Aftab氏は「人生の意味は人それぞれですが、いくつかの点に要約されます」と語ります。既存の研究から「アイデンティティ」「友人や家族との関係」「長期的な目標への達成感」「社会への貢献」「世界をよくするための利他主義の行動」といった要素が人生の意味において重要な役割を果たすと示されている、とAftab氏。

調査の結果、20代や30代の被験者は人生の意味を探している傾向が高く、人生の意味を感じることが少ないことが示されています。これは、この年代の人々がさまざまな心理的発達段階を経て、人間関係やキャリアを求めるためです。これは普通のことですが、一方で、人生の意味を求めることはメンタルヘルスに負の影響を及ぼすことも研究では示されています。
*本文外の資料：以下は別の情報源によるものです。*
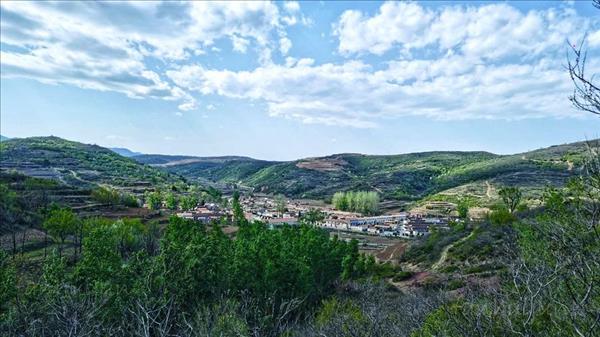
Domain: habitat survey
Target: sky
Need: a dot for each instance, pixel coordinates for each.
(287, 80)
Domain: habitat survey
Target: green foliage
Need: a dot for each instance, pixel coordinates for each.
(81, 164)
(402, 276)
(362, 201)
(61, 223)
(8, 283)
(239, 218)
(313, 217)
(462, 208)
(404, 177)
(106, 195)
(171, 201)
(188, 202)
(511, 196)
(154, 200)
(280, 204)
(501, 216)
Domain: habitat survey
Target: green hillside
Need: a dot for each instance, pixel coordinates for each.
(402, 177)
(77, 164)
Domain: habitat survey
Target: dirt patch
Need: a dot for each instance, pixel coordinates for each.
(327, 164)
(391, 253)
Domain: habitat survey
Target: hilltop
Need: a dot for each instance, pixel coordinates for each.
(125, 152)
(433, 175)
(77, 164)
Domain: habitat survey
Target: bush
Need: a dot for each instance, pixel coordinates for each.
(402, 276)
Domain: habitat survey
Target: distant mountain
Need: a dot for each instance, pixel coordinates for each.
(403, 177)
(124, 152)
(78, 164)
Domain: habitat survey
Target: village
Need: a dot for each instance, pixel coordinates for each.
(280, 211)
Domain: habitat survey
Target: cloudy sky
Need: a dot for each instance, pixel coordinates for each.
(294, 79)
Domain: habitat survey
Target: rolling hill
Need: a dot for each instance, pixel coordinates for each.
(125, 152)
(77, 164)
(401, 177)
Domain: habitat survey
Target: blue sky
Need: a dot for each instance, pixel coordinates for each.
(287, 80)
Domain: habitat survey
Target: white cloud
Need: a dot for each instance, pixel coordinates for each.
(240, 44)
(353, 94)
(490, 31)
(395, 23)
(291, 6)
(594, 39)
(106, 46)
(284, 45)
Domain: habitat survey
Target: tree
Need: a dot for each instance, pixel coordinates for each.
(340, 201)
(280, 204)
(9, 213)
(511, 196)
(238, 213)
(60, 224)
(188, 202)
(106, 195)
(366, 202)
(313, 217)
(154, 200)
(462, 208)
(171, 201)
(586, 93)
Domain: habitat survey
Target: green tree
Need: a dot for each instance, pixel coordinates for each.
(280, 204)
(106, 195)
(188, 202)
(313, 217)
(511, 196)
(154, 200)
(60, 224)
(462, 208)
(9, 213)
(8, 283)
(239, 218)
(171, 201)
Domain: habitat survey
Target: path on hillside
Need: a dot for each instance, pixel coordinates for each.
(569, 165)
(444, 254)
(488, 192)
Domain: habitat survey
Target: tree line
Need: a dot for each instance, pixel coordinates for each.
(365, 202)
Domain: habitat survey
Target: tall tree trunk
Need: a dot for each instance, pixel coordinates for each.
(14, 237)
(45, 244)
(23, 241)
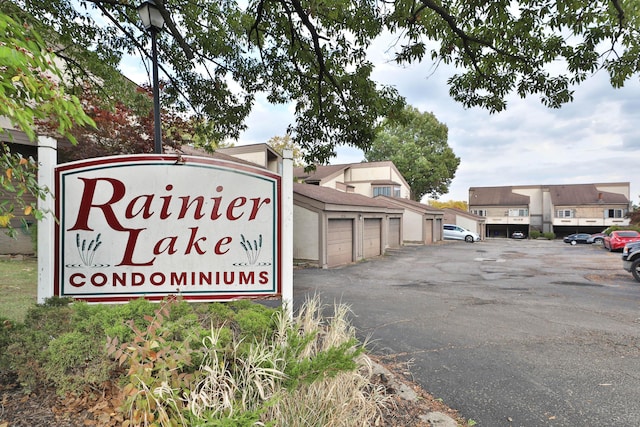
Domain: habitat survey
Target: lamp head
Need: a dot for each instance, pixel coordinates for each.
(150, 15)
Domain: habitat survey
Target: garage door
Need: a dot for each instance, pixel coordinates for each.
(372, 232)
(339, 242)
(394, 233)
(428, 231)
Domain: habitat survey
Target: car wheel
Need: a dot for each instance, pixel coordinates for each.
(635, 269)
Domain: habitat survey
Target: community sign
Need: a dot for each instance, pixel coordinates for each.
(157, 225)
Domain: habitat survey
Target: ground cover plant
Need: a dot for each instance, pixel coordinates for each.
(185, 364)
(17, 287)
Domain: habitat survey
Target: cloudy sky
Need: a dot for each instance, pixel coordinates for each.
(595, 139)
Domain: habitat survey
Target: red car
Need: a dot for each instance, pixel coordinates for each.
(617, 239)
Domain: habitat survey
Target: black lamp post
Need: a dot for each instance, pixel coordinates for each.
(153, 21)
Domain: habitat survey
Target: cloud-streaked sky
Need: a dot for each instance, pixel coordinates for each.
(594, 139)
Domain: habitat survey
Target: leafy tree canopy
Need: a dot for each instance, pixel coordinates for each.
(417, 144)
(29, 91)
(216, 55)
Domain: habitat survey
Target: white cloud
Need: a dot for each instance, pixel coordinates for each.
(594, 139)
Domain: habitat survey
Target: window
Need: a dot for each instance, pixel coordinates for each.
(614, 213)
(564, 213)
(386, 191)
(518, 212)
(381, 191)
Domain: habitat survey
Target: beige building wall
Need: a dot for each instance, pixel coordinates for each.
(305, 233)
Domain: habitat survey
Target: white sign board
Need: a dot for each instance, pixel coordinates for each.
(157, 225)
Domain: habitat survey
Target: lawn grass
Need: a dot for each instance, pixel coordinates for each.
(18, 287)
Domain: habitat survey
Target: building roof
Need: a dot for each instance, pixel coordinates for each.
(569, 194)
(495, 196)
(335, 197)
(411, 204)
(321, 172)
(583, 194)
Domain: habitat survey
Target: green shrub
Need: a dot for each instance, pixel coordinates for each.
(75, 361)
(181, 364)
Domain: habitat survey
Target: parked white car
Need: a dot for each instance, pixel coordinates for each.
(455, 232)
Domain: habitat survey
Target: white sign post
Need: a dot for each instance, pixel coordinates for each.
(47, 159)
(157, 225)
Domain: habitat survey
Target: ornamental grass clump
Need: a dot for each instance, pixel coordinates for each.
(188, 364)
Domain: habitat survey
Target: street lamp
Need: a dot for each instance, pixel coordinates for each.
(153, 22)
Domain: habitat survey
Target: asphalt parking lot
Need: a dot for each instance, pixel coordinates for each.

しかし、その後40~50代になると、人はキャリアや人間関係を築き、人生の意味を求めなくなり、人生の意味を認識する機会が増えるそうです。

その後、60歳になると人は人生の意味を探索しなくなり、人生の意味を感じる割合がピークに達します。これは肉体の健康と精神の健康が向上する結果だとみられています。

ただし、60歳のピークを過ぎると、再び人は人生の意味を探し出すとAftab氏は述べています。

60歳を過ぎると、隠退生活や人との死別、健康問題の増加など、「人生の意味を見つけた」という感覚の理由となっていたものが失われていきます。このため、人は他の理由を見つけ出そうとするようになるとのこと。

特に健康上の問題は、この転換の大きなポイントとなります。調査では自己評価による身体の健康度や認知力が年齢と共に下がるにつれ、身体の変化に合わせた、新しい目標を見つける必要性がでてくると示されています。ただし、全ての人にこのような転換が当てはまるわけではなく、文化的活動や趣味、運動といったことが生涯を通じて身体的・精神的な健康を維持することに役立つと研究者は述べています。


今回の研究は、「人生の意味」は年齢と共に変化するため、ある年代で「人生の意味」を悟ったとしても、それが別の年代で通じるわけではないことを示しています。

その一方、人生の意味を見つけることは身体的にも精神的にも重要ですが、探索には必ずしも数十年を要するわけではありません。「人生を理解するための物語の力」に焦点を当てたグループ療法、あるいは不安を解消するグループ療法は効果がある可能性がある、とAftab氏は述べています。また、信頼ある人間関係を築くことや、趣味を持つことも役に立つとのことです。